To suggest that an incentive by the Israeli government to live in the ancient cradle of Jewish civilization is somehow akin to the genocidal Nazis sending Jews to forced labor and death is as ludicrous as it is deeply insensitive.
While I am not certain that Schaerer intended to make this comparison, a cursory reading of the preparatory discussions for the drafting of the Fourth Geneva Convention clearly demonstrates the intentions of its drafters, as during the draft deliberations the terms “forced transfers” and even “deportations” were used – providing greater clarity to the wholly inappropriate rendering of his interpretation.
This provision of the Geneva Convention regarding forced population transfer cannot possibly be viewed as prohibiting the voluntary return of individuals to the cities, towns and villages from which they, or their ancestors, had been ousted.
In fact, throughout the years, there have been many opinions clearly opposed to the idea that Israel “occupies” Judea and Samaria, and that Israeli settlements are illegal according to international law.
Julius Stone, professor of jurisprudence and international Law, wrote in 1980: “Because of the ex iniuria principle [unjust acts cannot create law], Jordan never had nor now has any legal title in the West Bank, nor does any other state even claim such title. Article 49 thus seems simply not applicable. Even if it were, it may be added that the facts of recent voluntary settlements seem not to be caught by the intent of Article 49, which is rather directed at the forced transfer of the belligerent’s inhabitants to the occupied territory, or the displacement of the local inhabitants for other than security reasons.”
Additionally, former State Department legal adviser Stephen Schwebel, who later headed the International Court of Justice in The Hague, wrote in 1970 regarding Israel’s case: “Where the prior holder of territory had seized that territory unlawfully, the state which subsequently takes that territory in the lawful exercise of self-defense has, against that prior holder, better title.”
Finally, Prof. Eugene Rostow, former US undersecretary of state for political affairs, wrote in 1991: “The Jewish right of settlement in the area is equivalent in every way to the right of the local population to live there.”
These three opinions, among others, demonstrate that Schaerer’s two main arguments rest on very shaky ground.
Firstly, it is clear that Judea and Samaria did not belong to any state before this, a fact necessary for the application of Article 42 of the Hague Regulations, which fall under the title “Military Authority Over the Territory of the Hostile State.”
Secondly, it is abundantly clear that for an act to fall under the last provision of Article 49 of the Fourth Geneva Convention, an active transfer or deportation of its own citizens has to be undertaken by the state occupying the area, which has clearly never happened in the history of Israel’s control of the territories in question.
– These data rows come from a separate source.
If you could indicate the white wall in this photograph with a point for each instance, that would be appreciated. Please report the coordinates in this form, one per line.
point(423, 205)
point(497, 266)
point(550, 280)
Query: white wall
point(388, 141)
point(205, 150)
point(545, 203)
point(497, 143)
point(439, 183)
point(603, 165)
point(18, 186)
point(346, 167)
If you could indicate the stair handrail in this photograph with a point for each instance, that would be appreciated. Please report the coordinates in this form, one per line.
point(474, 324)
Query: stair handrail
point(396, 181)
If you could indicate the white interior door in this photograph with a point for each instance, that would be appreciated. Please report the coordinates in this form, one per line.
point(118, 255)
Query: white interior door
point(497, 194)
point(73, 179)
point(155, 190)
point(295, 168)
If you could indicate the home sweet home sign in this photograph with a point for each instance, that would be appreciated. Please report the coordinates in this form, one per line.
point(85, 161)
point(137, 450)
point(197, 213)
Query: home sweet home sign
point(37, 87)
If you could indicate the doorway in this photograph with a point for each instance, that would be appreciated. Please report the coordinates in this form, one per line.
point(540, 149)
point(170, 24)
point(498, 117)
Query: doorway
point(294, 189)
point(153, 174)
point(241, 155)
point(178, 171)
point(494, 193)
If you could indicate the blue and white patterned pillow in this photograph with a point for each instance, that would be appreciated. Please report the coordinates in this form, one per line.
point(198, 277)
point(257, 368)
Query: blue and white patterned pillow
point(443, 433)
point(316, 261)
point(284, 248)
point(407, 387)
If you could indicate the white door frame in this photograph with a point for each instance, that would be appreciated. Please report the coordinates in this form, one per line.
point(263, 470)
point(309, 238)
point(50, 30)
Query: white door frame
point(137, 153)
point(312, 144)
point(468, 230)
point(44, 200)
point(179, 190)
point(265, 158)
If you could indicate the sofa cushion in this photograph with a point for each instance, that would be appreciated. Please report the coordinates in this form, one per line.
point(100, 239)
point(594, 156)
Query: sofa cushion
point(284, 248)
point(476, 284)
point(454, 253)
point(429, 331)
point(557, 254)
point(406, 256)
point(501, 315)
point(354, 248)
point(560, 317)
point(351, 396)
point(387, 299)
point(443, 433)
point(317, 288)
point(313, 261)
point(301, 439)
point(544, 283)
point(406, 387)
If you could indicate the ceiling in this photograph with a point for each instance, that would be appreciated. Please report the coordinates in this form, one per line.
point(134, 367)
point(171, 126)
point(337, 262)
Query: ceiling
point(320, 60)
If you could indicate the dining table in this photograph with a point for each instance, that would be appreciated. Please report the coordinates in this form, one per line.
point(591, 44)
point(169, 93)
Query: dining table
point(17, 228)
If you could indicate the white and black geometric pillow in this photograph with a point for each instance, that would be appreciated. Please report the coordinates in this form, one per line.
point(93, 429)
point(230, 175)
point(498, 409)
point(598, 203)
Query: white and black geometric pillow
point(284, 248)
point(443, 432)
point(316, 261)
Exposing the inaccuracies contained in Schaerer’s opinions is no mere academic exercise.
The ICRC is considered the authority on the Geneva Convention and other parts of international law, and the majority of the international community relies on its interpretation – frequently without rendering its own thorough investigation. Thus, what the ICRC, or its representatives, claim has significance.
However, when its claims on the conflict are based on false interpretations, and partial or wholly inaccurate declarations, it does damage – not just to Israel, but also to the cause of peace and reconciliation in our region.
I am in full agreement with Juan Pedro Schaerer: It is time to “debate matters of significant humanitarian importance.” But it is also time to return to the intentions and words of the original drafters of international law, and rely less on specious interpretations with little basis.
The writer is agriculture minister and a member of Yisrael Beytenu.